Com mais de 28 anos de experiência em gestão de negócios, asset management e Real Estate, Laskowsky teve passagens no Credit Suisse, Banco no Brasil, Cyrela Commercial Properties (CCP), entre outras instituições do mercado financeiro. Ao falar das ações que levaram ao desinvestimento de várias posições anteriores e o direcionamento do fomento, o Diretor destaca o papel da indústria de fundos de investimentos e a parceria com o BNDESPar. “Vemos com muito bons olhos o fortalecimento do mercado de gestão de recursos”, comentou Laskowsky. Confira a seguir a entrevista na íntegra:

Bruno Laskowsky, Diretor do BNDES. Foto: Divulgação;

Poderia explicar essa mudança nas prioridades de atuação do BNDES?

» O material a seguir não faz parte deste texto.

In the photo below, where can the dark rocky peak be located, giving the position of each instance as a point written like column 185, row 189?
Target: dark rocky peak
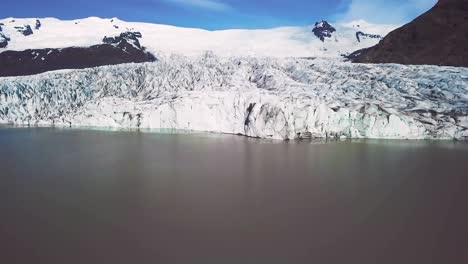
column 125, row 40
column 3, row 41
column 38, row 24
column 437, row 37
column 25, row 30
column 323, row 30
column 361, row 35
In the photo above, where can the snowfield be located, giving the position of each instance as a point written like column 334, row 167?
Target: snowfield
column 276, row 42
column 258, row 97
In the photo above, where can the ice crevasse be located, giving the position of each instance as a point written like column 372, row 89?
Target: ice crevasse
column 258, row 97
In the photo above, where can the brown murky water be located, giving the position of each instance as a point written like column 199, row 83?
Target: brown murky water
column 77, row 196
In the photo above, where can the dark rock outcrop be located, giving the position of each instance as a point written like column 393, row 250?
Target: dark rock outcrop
column 124, row 39
column 360, row 35
column 438, row 37
column 122, row 49
column 25, row 30
column 323, row 30
column 38, row 24
column 3, row 41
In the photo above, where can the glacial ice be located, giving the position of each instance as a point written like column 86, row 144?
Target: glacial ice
column 258, row 97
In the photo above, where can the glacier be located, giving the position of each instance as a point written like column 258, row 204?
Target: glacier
column 278, row 98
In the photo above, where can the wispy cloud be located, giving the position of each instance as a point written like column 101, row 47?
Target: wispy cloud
column 384, row 11
column 205, row 4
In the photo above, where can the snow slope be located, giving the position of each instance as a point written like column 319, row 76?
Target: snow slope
column 278, row 42
column 259, row 97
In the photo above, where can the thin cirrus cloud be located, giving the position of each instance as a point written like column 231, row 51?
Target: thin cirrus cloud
column 385, row 11
column 212, row 5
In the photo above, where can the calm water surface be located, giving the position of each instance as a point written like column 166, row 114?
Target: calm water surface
column 78, row 196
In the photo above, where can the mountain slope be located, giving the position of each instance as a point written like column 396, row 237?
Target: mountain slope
column 438, row 37
column 114, row 50
column 278, row 42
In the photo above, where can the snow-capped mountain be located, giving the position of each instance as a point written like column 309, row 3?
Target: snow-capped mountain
column 47, row 33
column 283, row 98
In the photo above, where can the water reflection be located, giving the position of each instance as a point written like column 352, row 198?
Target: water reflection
column 81, row 196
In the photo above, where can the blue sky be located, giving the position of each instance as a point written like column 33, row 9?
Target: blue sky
column 222, row 14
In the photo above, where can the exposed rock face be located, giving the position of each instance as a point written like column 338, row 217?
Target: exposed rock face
column 361, row 35
column 323, row 30
column 38, row 24
column 123, row 49
column 3, row 41
column 25, row 30
column 124, row 39
column 438, row 37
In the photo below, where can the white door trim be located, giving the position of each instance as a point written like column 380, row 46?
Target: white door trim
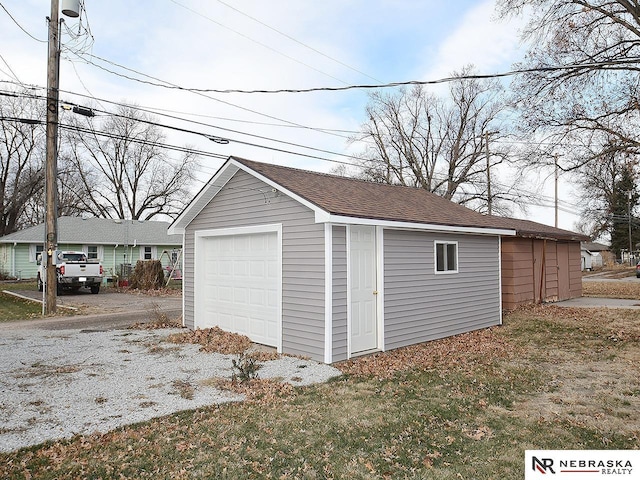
column 198, row 287
column 378, row 300
column 328, row 293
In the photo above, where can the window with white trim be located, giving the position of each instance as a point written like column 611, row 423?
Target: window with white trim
column 35, row 250
column 92, row 252
column 446, row 257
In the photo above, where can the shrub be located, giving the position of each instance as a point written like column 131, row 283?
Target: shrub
column 148, row 275
column 247, row 367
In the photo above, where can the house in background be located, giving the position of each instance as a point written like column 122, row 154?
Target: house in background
column 332, row 267
column 118, row 244
column 593, row 255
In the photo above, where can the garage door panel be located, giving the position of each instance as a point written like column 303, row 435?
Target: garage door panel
column 241, row 285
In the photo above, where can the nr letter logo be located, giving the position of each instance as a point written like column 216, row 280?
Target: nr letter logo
column 542, row 465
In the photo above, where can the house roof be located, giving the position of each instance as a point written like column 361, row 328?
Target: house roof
column 100, row 231
column 348, row 198
column 595, row 247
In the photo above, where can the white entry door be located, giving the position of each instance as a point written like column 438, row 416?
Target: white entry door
column 362, row 245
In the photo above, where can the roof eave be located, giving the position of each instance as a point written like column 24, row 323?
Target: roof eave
column 466, row 229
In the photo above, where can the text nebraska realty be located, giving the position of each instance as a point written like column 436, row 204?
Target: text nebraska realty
column 605, row 467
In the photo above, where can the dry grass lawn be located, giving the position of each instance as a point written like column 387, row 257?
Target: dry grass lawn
column 462, row 407
column 630, row 290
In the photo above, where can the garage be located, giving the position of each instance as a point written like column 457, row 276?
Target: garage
column 238, row 282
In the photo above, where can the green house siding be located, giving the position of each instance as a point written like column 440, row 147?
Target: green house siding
column 19, row 260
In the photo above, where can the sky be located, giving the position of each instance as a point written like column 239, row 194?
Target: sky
column 257, row 45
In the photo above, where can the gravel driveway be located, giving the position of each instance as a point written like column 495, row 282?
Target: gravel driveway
column 56, row 384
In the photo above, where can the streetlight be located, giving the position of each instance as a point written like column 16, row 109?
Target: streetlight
column 70, row 8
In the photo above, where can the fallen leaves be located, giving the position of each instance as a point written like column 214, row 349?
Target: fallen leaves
column 214, row 340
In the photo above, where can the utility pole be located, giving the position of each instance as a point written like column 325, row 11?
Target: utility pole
column 70, row 8
column 556, row 187
column 489, row 199
column 629, row 211
column 51, row 162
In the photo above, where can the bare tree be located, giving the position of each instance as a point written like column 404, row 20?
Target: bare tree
column 589, row 108
column 123, row 170
column 21, row 159
column 418, row 139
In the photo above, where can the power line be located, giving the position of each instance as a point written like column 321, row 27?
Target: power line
column 296, row 41
column 209, row 136
column 174, row 86
column 509, row 73
column 257, row 42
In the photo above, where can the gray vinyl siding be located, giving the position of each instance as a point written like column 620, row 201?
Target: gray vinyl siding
column 421, row 305
column 339, row 326
column 246, row 201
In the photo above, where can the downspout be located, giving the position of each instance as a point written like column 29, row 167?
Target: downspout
column 500, row 277
column 542, row 272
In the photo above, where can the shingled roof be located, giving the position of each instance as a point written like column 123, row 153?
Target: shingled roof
column 350, row 197
column 345, row 198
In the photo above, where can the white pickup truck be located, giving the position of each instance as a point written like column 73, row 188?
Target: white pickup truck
column 73, row 270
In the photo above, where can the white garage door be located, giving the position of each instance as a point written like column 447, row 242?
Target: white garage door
column 239, row 290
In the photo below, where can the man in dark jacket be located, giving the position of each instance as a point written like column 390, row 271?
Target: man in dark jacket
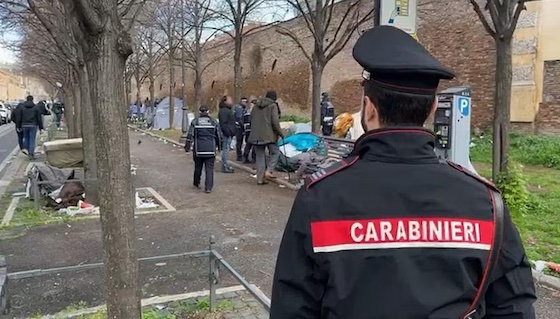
column 18, row 131
column 205, row 133
column 265, row 131
column 227, row 125
column 28, row 119
column 390, row 231
column 238, row 112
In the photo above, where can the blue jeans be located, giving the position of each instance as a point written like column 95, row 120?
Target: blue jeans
column 29, row 139
column 226, row 145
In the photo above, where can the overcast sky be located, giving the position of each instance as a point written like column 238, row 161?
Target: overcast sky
column 267, row 14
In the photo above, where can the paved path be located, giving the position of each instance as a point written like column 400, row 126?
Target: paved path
column 247, row 221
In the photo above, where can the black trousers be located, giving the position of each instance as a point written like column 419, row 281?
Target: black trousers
column 239, row 142
column 249, row 148
column 208, row 164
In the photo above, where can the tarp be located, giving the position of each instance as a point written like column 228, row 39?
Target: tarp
column 302, row 142
column 161, row 119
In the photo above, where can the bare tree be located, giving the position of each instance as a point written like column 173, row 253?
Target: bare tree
column 199, row 17
column 500, row 23
column 167, row 16
column 236, row 15
column 331, row 26
column 96, row 35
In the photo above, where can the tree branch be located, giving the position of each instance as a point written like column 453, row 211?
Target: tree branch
column 482, row 18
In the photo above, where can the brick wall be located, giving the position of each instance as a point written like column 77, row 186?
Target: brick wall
column 551, row 81
column 449, row 29
column 548, row 118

Partimos do questionamento do que são os resultados de um banco de fomento. Antes os resultados do banco eram medidos com o foco no balanço de crédito, que não deixa de ser um indicador muito importante. Porém, agora estamos priorizando o impacto que geramos lá na ponta. E isso tem muito a ver com a estratégia de um banco de investimento. O banco de crédito é um business de balanço, que é super importante. Mas nós potencializamos tanto o balanço como o negócio de fee na medida que geramos impacto lá na ponta.

E como se dá esse impacto nas operações?

Vou dar um exemplo concreto. Quando participamos de uma concessão como a Cedae, aqui não utilizamos o balanço do banco, mas a expertise da instituição para auxiliar no processo de concessão. Nós geramos uma outorga para o Estado de cerca de R$ 28 bilhões, mais um capex de aproximadamente R$ 23 bilhões. Então, o que se gerou de riqueza foram mais de R$ 50 bilhões. O importante aqui é que usamos nosso conhecimento no setor de saneamento, o capital humano e a capacidade de estruturar operações complexas.

Mas houve um resultando financeiro considerável, não é mesmo?

Quando estruturamos uma operação de desinvestimento, é claro que tem um resultado financeiro, naquilo que é a atuação de um banco de serviço. E geramos um resultado bastante relevante. Vendemos R$ 77 bilhões de nossa carteira. Mas tem toda uma inteligência da estruturação desse processo de venda, do timing, todo o estudo que fazemos, e tudo isso faz parte de uma expertise de investment banking. Olhamos o vetor que direciona essa estratégia. Mais importante que o balanço, é o impacto que isso vai gerar na sociedade. Se implicar em balanço, ótimo, mas se não implicar, também cumpriremos nosso papel.

Como isso se reflete no tamanho da carteira de renda variável do banco?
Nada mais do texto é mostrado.